Sometimes it seems that he is his own worst enemy - but he's also his own best friend. He loves to shop, he can't afford expensive stuff, and his reportage is hilarious. He wants to be alone (needs to - in order to read and to write), and also longs for contact and communion. Life can be hard, and he tells you why. His lifelong best friend, a man named Philip, was killed tragically in Lebanon. He is "obsessed with straight men," and envies what he imagines is their easier lives, free of the fetishes and compulsions that Harris assumes are the ken of gay men. He loves conversation, and he's doubtless very good at it - but it distresses and disappoints him, because it is so inferior to his written words. But talk he must, and he deconstructs his conversational style ("I pour on the plain American accent so unconvincingly that at times my voice cracks like a prepubescent boy's, the mellifluousness of the elegant gay man giving way to the abrupt, hard-boiled delivery of a character out of a Raymond Chandler novel.") - along with dozens of other parts of his life.
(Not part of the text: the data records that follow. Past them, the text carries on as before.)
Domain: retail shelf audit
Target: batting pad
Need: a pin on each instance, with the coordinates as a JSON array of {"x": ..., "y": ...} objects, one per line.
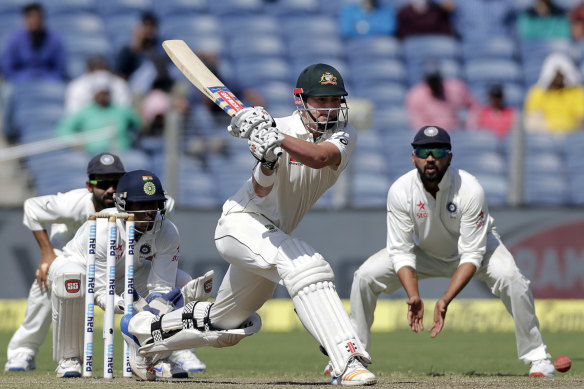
[
  {"x": 68, "y": 298},
  {"x": 309, "y": 280}
]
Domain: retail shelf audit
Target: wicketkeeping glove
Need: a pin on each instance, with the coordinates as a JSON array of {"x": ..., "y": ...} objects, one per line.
[
  {"x": 249, "y": 119},
  {"x": 264, "y": 145}
]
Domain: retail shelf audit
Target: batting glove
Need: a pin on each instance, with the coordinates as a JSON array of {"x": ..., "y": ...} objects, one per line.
[
  {"x": 264, "y": 145},
  {"x": 248, "y": 119}
]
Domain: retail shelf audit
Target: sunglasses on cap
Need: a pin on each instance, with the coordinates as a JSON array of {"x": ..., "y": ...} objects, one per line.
[
  {"x": 437, "y": 152},
  {"x": 104, "y": 184}
]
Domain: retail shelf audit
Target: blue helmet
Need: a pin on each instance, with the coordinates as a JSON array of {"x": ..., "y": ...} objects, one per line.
[{"x": 138, "y": 186}]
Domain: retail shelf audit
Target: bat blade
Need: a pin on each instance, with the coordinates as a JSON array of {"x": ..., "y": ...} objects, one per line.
[{"x": 201, "y": 77}]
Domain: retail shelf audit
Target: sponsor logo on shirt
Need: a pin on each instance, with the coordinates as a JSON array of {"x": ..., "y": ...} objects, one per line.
[
  {"x": 481, "y": 221},
  {"x": 421, "y": 214}
]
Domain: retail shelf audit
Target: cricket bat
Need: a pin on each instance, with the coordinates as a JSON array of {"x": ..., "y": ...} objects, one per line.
[{"x": 201, "y": 77}]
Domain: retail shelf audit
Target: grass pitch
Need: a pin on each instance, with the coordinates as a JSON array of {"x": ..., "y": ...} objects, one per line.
[{"x": 402, "y": 359}]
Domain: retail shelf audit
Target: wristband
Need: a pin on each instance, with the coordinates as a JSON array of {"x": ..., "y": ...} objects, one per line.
[{"x": 261, "y": 178}]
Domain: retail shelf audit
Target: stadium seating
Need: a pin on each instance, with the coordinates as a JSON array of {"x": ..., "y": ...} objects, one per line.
[{"x": 264, "y": 45}]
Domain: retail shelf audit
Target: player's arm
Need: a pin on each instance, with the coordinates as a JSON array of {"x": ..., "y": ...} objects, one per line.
[
  {"x": 47, "y": 257},
  {"x": 314, "y": 155},
  {"x": 459, "y": 279}
]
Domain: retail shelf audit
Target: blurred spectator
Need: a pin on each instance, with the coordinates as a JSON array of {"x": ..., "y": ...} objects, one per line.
[
  {"x": 441, "y": 102},
  {"x": 100, "y": 114},
  {"x": 496, "y": 116},
  {"x": 576, "y": 16},
  {"x": 34, "y": 51},
  {"x": 424, "y": 17},
  {"x": 366, "y": 18},
  {"x": 143, "y": 60},
  {"x": 482, "y": 19},
  {"x": 543, "y": 20},
  {"x": 556, "y": 103},
  {"x": 79, "y": 93}
]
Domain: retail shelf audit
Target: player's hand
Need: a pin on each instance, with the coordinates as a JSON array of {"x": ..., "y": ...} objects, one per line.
[
  {"x": 264, "y": 144},
  {"x": 439, "y": 315},
  {"x": 42, "y": 271},
  {"x": 199, "y": 288},
  {"x": 415, "y": 313},
  {"x": 248, "y": 119}
]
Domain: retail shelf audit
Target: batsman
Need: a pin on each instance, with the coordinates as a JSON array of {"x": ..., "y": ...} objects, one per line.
[
  {"x": 156, "y": 272},
  {"x": 298, "y": 158}
]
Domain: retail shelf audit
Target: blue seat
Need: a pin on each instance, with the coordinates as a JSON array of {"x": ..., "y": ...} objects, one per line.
[
  {"x": 369, "y": 190},
  {"x": 384, "y": 95},
  {"x": 378, "y": 47},
  {"x": 254, "y": 71},
  {"x": 242, "y": 47},
  {"x": 168, "y": 8},
  {"x": 378, "y": 71},
  {"x": 235, "y": 7},
  {"x": 108, "y": 8},
  {"x": 490, "y": 48},
  {"x": 424, "y": 47},
  {"x": 252, "y": 25},
  {"x": 317, "y": 25},
  {"x": 293, "y": 8},
  {"x": 277, "y": 92},
  {"x": 492, "y": 70},
  {"x": 64, "y": 7}
]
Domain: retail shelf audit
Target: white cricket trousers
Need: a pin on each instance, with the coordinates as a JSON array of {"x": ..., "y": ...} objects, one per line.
[
  {"x": 37, "y": 321},
  {"x": 498, "y": 270}
]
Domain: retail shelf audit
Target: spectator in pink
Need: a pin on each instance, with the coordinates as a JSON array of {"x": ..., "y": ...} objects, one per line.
[
  {"x": 446, "y": 103},
  {"x": 496, "y": 116}
]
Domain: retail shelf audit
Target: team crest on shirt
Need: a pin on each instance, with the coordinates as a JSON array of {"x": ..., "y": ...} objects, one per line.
[
  {"x": 271, "y": 228},
  {"x": 328, "y": 78},
  {"x": 421, "y": 214},
  {"x": 145, "y": 249}
]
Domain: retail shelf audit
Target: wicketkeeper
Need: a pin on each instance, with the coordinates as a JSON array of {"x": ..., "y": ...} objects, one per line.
[
  {"x": 298, "y": 157},
  {"x": 155, "y": 268}
]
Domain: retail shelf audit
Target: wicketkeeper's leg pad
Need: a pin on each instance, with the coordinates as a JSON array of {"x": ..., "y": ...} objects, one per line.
[
  {"x": 68, "y": 299},
  {"x": 175, "y": 331},
  {"x": 310, "y": 282}
]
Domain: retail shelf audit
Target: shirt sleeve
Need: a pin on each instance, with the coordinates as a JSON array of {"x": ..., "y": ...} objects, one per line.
[
  {"x": 472, "y": 244},
  {"x": 400, "y": 229},
  {"x": 162, "y": 277},
  {"x": 43, "y": 210}
]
He writes about sex and his own proclivities, and traverses the complicated terrain of his own desires in intensely personal ways.

These are great autobiographical essays that are history, confession, and successful self-examination. Despite his protestations to the contrary, Harris is a brave and trusting man. In this self-deprecatingly titled book he's trusted his readers with his life. It's an act of faith, and of love. I enjoyed it thoroughly.